The Foreign Minister has wrapped up a series of meetings with Indo-Pacific partners in Cambodia which reinforced the need for the region to work collectively to deal with security and economic challenges.
Nanaia Mahuta travelled to Phnom Penh for a bilateral meeting between ASEAN foreign ministers and Aotearoa New Zealand, and wider ministerial engagements during the ASEAN Regional Forum and East Asia Summit.
“The visit to Cambodia reaffirms Aotearoa New Zealand’s enduring partnership with ASEAN and its dialogue partners,” said Nanaia Mahuta.
“Ministers from the Indo-Pacific met in the midst of regional and global security conflicts and economic challenges. We reinforced the importance of responding collectively to promote a rules-based approach and safeguard the sovereignty of all states, regardless of their size.
“Participation in these meetings was an opportunity to put on record our values-based position on key issues on the regional security agenda. This includes our strong condemnation of the violence in Myanmar, including executions of pro-democracy activists, which reverse years of economic development and social progress in Myanmar.
“With regard to Myanmar, more needs to be done. New Zealand responded swiftly to the military coup one year ago and suspended high-level political and military engagement; instituted travel bans; and re-channelled humanitarian support directly to aid groups and away from military control. We are gravely concerned by the executions of four prisoners.
“At the Cambodia meetings we joined regional partners to express deep disappointment at the lack of commitment by the Myanmar military to ASEAN’s Five-Point Consensus to end the violence and return to civilian rule. Myanmar did not attend the Cambodia meetings and ASEAN’s special envoy will now re-engage with key Myanmar representatives.
“New Zealand remains committed to our one China policy. I expressed concern over the increased tensions in the Taiwan Strait, called for restraint and encouraged de-escalation and the peaceful resolution of Cross Strait issues. We are deeply concerned at recent actions that increase the risk of miscalculation, including the launching of ballistic missiles by China.

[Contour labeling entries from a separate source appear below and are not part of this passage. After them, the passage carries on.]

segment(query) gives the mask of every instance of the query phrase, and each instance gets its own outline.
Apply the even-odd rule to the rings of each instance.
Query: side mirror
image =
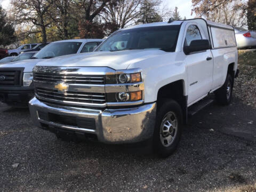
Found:
[[[209,40],[193,40],[189,46],[184,46],[183,51],[184,53],[187,55],[192,52],[206,51],[210,49],[211,46]]]

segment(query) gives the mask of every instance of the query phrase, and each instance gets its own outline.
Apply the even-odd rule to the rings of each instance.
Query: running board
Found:
[[[188,116],[189,117],[193,116],[199,110],[208,106],[212,103],[214,100],[212,99],[204,99],[193,105],[188,108]]]

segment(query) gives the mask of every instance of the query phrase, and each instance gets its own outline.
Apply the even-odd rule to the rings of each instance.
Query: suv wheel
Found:
[[[222,105],[229,105],[232,99],[233,92],[234,79],[230,74],[228,74],[225,83],[215,93],[217,102]]]
[[[161,157],[167,157],[177,148],[183,126],[179,105],[174,100],[164,102],[158,111],[154,134],[155,151]]]

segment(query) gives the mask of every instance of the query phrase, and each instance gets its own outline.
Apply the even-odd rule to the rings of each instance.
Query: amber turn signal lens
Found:
[[[138,101],[142,99],[142,94],[141,91],[131,92],[130,94],[130,100],[131,101]]]
[[[140,82],[141,81],[140,73],[131,74],[131,83]]]

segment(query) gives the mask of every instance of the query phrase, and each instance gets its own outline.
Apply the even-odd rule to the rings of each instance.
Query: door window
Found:
[[[191,25],[188,27],[184,46],[189,46],[193,40],[202,39],[201,34],[197,26]]]
[[[21,48],[22,50],[29,49],[30,49],[30,45],[26,45],[22,48]]]
[[[81,53],[87,53],[93,51],[98,46],[97,42],[89,42],[84,45]]]

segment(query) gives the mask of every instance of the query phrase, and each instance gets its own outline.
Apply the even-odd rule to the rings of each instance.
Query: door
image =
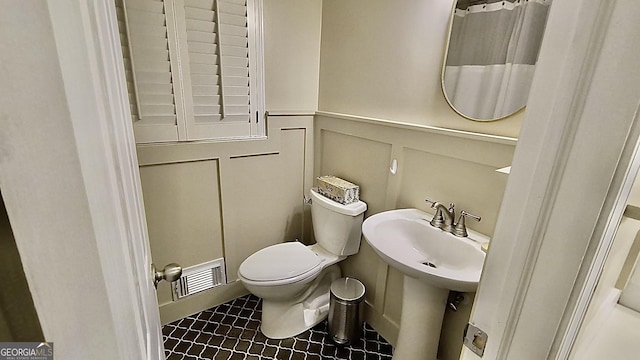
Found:
[[[488,333],[485,359],[568,355],[637,171],[638,16],[628,0],[551,6],[470,319]]]
[[[45,340],[163,360],[114,6],[11,2],[0,32],[0,187]]]

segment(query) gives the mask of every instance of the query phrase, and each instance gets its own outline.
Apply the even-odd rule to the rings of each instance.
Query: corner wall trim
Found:
[[[496,144],[505,144],[505,145],[513,145],[513,146],[515,146],[517,144],[517,142],[518,142],[517,138],[508,137],[508,136],[482,134],[482,133],[476,133],[476,132],[471,132],[471,131],[447,129],[447,128],[441,128],[441,127],[436,127],[436,126],[429,126],[429,125],[411,124],[411,123],[406,123],[406,122],[402,122],[402,121],[378,119],[378,118],[371,118],[371,117],[357,116],[357,115],[340,114],[340,113],[333,113],[333,112],[328,112],[328,111],[316,111],[315,115],[316,116],[326,116],[326,117],[338,118],[338,119],[345,119],[345,120],[360,121],[360,122],[366,122],[366,123],[370,123],[370,124],[380,124],[380,125],[386,125],[386,126],[394,126],[394,127],[402,128],[402,129],[418,130],[418,131],[424,131],[424,132],[433,133],[433,134],[455,136],[455,137],[471,139],[471,140],[492,142],[492,143],[496,143]]]

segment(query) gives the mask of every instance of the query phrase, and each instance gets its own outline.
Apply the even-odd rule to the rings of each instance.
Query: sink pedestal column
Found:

“We urge major powers in the region to deliberate carefully and take a long-term perspective to ensure we can build and maintain a peaceful and stable regional order for future generations.
“I also articulated the need to recognise the perspective of Pacific nations in Indo-Pacific decisions, especially the need for meaningful climate action in regional agreements. Pacific leaders have now reaffirmed climate change as the single greatest security threat in our region with the adoption of the 2050 Strategy for the Blue Pacific Continent.
“There are opportunities to enhance future cooperation including strengthening connections between ASEAN and the Pacific Island Forum.
“I reiterated Aotearoa New Zealand’s strong condemnation of Russia’s illegal and unprovoked invasion of Ukraine, and noted our ongoing support for Ukraine.
“There is immense value in discussions kanohi ki te kanohi on the regional strategic agenda. I valued the chance to reconnect with my Ministerial counterparts for the first in-person ASEAN meeting since 2019, and underscored our commitment to a peaceful, stable and prosperous Indo-Pacific region with ASEAN at its centre,” said Nanaia Mahuta.
During the week, the Minister held bilateral engagements with:
- Brunei Darussalam Second Foreign Minister Dato Seri Erywan
- Cambodia Deputy Prime Minister and Foreign Minister Prak Sokhonn
- China State Councilor and Foreign Minister Wang Yi
- European Union High Representative/Vice President Josep Borrell
- Lao PDR Deputy Prime Minister and Foreign Minister Saleumxay Kommasith
- Indonesia Minister of Foreign Affairs Retno Marsudi
- Republic of Korea Minister of Foreign Affairs Park Jin
- Timor-Leste Minister of Foreign Affairs Adaljiza Albertina Xavier Reis Magno
- Republic of Türkiye Minister of Foreign Affairs Mevlüt Çavuşoğlu
- Viet Nam Minister of Foreign Affairs Bùi Thanh Sơn
The Minister has now arrived in Kuala Lumpur for a visit marking 65 years of diplomatic relations between New Zealand and Malaysia.
“The objective is to support reconnections, to promote open markets and trade recovery, with a particular focus on tourism and education links.
“Malaysia is also an important security partner as a fellow member of the Five Power Defence Arrangements. We share a commitment to deal with threats of transnational crime in the region, like cybersecurity, drug smuggling and people trafficking,” said Nanaia Mahuta.